I cannot deny that I am more sociable than Northwing. It is a trait I learned early, for a man who would explore the world blind must make friends swiftly. As the horses came to a stop I bowed in the saddle, waiting for our hosts to speak.

“Welcome,” came a woman’s voice, strong and somewhat amused, “to the Fortress of Svanstad. I am Princess Corinna, and this is Prince Ragnar. Please pardon the involuntary nature of your arrival. These are troubled times, and it is not every day that a flying craft crashes upon our soil. Is it suitable that we speak in Kantentongue?”

I have rendered her words as well as I can reconstruct them, though in truth I was still struggling with the language at the time. I am quick to learn languages, a skill of long practice, but I had never traveled this far. I answered, “I can speak it. I think I am better able to speak it than my companion.” This was not meant as a slight of Northwing, though it was the simple truth. Rather, it might provide cover in the future. “I am Katta, a wandering monk, and this is Northwing, a shaman of the taiga.”

“Come inside and be refreshed. We have much to discuss.”

“May I first inquire what will happen to our friend?”

Prince Ragnar, beside her, spoke. His voice conveyed deep irritation, as though we had interrupted something he considered much more important. “He is going to rest at a farm near your craft.
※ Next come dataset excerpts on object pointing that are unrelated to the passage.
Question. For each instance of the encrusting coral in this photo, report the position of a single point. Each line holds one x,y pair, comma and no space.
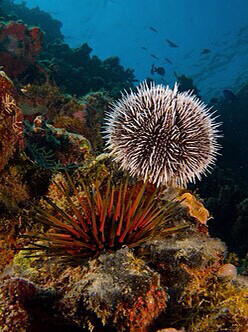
11,129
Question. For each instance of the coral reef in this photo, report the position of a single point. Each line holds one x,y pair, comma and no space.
20,47
121,291
54,148
97,250
11,129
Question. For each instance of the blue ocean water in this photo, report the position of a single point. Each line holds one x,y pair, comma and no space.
124,28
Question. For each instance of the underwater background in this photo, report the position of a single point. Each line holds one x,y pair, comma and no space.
174,254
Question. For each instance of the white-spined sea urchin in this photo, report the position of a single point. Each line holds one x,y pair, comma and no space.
162,135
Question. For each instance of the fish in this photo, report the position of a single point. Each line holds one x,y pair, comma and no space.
229,95
171,43
205,51
158,70
214,100
154,56
168,60
153,29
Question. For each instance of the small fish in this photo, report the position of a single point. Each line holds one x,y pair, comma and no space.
153,29
205,51
214,100
154,56
168,60
229,95
171,44
158,70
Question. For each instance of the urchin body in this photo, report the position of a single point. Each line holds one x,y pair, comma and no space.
162,135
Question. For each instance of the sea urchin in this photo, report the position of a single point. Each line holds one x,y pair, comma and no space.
162,135
103,217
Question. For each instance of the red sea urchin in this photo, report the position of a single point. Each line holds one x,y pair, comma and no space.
162,135
103,217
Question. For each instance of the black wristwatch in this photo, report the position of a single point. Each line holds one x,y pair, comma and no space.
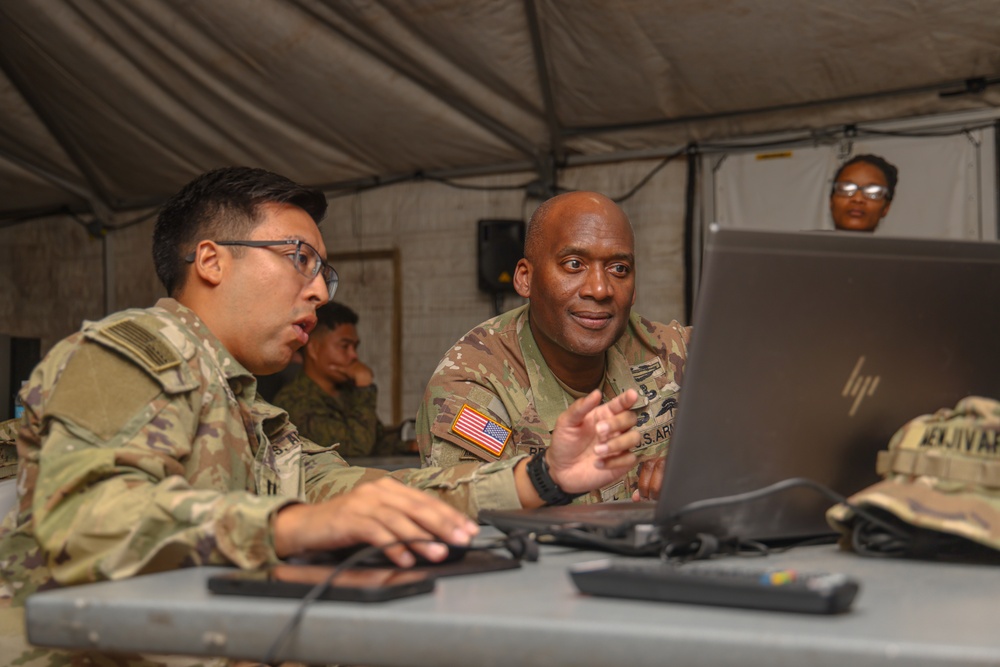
548,490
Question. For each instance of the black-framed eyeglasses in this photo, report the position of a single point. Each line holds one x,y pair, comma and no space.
874,191
306,259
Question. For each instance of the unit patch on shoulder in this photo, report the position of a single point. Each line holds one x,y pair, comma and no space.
156,354
480,430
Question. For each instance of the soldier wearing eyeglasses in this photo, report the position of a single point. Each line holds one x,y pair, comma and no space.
862,193
144,445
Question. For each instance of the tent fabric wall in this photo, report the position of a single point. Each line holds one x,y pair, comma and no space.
50,271
113,105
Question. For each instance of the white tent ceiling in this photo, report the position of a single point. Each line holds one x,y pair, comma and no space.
111,105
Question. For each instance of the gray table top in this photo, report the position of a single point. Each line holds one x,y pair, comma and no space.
907,613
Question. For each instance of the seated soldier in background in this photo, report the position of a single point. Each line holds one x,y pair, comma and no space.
333,399
145,448
498,391
862,193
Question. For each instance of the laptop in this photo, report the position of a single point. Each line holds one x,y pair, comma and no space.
809,351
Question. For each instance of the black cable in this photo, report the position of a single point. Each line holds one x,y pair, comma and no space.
663,163
784,485
314,593
520,544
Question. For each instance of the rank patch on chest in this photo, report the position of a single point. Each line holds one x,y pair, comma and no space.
480,430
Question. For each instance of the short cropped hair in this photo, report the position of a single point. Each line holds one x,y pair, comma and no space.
223,204
888,170
332,314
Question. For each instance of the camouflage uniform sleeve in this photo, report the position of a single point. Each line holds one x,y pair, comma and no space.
469,487
358,424
111,498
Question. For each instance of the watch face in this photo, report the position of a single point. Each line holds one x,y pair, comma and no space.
545,486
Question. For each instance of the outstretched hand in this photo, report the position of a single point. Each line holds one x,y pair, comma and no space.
650,479
592,442
379,513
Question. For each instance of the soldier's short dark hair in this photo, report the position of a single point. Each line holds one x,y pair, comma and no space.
888,170
332,314
223,204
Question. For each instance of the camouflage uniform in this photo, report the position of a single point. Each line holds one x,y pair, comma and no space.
145,448
348,418
498,371
8,450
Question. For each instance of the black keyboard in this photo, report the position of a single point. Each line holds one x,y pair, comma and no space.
725,585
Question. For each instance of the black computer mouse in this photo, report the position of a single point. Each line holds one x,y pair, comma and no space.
456,553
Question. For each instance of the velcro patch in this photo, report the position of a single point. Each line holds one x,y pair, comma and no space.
480,430
149,348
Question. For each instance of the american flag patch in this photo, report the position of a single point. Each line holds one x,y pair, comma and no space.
480,430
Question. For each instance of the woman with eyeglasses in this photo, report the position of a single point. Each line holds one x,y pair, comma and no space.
862,192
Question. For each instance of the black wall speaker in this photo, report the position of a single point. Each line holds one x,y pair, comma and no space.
501,244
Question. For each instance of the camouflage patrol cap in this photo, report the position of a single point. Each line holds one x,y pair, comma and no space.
942,474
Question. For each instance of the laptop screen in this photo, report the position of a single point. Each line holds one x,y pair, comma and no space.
809,351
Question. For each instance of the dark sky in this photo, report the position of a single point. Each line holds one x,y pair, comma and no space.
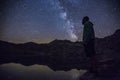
42,21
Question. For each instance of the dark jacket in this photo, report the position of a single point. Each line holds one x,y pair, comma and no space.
88,32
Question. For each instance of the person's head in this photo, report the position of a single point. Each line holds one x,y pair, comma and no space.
85,19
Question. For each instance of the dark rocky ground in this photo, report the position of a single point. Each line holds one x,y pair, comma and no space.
66,55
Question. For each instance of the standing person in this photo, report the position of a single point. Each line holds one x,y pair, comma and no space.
89,43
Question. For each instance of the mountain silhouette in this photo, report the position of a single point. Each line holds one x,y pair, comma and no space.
60,54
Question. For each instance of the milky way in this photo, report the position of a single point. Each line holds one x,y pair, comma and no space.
45,20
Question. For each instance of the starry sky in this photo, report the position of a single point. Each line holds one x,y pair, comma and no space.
42,21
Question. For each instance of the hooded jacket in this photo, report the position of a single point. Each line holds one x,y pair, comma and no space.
88,32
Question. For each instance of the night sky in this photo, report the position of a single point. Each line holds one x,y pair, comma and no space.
42,21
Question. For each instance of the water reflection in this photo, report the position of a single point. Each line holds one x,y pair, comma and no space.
14,71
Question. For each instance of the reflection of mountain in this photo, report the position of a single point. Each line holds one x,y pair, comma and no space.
59,54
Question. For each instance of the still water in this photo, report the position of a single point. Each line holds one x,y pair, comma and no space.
13,71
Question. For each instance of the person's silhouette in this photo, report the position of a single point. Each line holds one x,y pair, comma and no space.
89,43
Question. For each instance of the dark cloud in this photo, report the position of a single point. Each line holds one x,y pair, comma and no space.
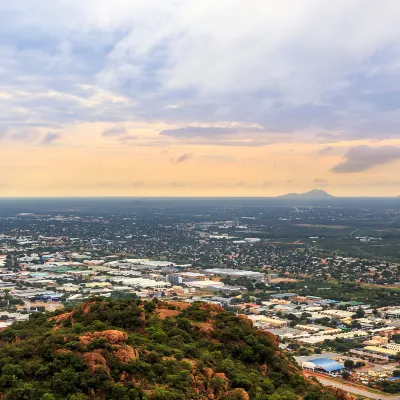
362,158
183,158
50,138
116,131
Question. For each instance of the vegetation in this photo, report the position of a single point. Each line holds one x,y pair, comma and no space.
124,349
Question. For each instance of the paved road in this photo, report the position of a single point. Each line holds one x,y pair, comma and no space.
354,389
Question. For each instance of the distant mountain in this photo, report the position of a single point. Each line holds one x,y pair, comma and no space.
315,194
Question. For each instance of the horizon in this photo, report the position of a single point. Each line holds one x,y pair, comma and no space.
169,98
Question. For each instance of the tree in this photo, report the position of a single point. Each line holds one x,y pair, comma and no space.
360,313
349,364
48,396
346,374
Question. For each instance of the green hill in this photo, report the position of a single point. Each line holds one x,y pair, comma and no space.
127,349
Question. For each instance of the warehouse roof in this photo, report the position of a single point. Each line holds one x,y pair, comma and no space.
327,364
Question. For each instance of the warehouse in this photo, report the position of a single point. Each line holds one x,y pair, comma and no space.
323,365
236,273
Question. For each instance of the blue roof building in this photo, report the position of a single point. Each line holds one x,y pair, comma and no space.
324,365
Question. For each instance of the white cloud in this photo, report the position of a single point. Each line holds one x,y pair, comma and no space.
287,66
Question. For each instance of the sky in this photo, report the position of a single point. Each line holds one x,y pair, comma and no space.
199,98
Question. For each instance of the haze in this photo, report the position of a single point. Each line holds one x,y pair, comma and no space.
199,98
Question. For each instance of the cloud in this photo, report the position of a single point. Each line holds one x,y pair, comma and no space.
116,131
199,132
183,158
176,184
147,61
50,138
325,150
216,158
362,158
240,184
321,182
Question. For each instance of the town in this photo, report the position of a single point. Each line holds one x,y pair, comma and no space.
337,316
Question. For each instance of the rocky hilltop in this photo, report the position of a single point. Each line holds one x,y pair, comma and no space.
129,349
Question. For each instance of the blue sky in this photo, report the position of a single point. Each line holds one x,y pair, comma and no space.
202,76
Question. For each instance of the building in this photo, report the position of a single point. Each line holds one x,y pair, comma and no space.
237,273
287,296
174,279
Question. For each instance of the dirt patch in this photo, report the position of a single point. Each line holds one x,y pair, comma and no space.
204,326
111,336
165,313
180,305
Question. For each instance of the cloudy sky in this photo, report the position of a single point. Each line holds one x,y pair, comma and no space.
190,97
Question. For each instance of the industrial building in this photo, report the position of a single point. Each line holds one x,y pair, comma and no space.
323,365
236,273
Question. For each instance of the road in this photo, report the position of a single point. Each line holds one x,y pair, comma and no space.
358,391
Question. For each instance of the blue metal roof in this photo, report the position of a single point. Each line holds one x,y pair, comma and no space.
327,364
You will see him soon enough. Come.”

So, we were prisoners, but comfortable, politely treated prisoners. I have experienced worse things. As Northwing, communing with her rats, declined to tell me anything, I tapped with my staff as we entered the Fortress, gaining a sense of stone floors and oak walls. There was a slight tinkle of crystal chandeliers overhead and a hum of metal armor on either side.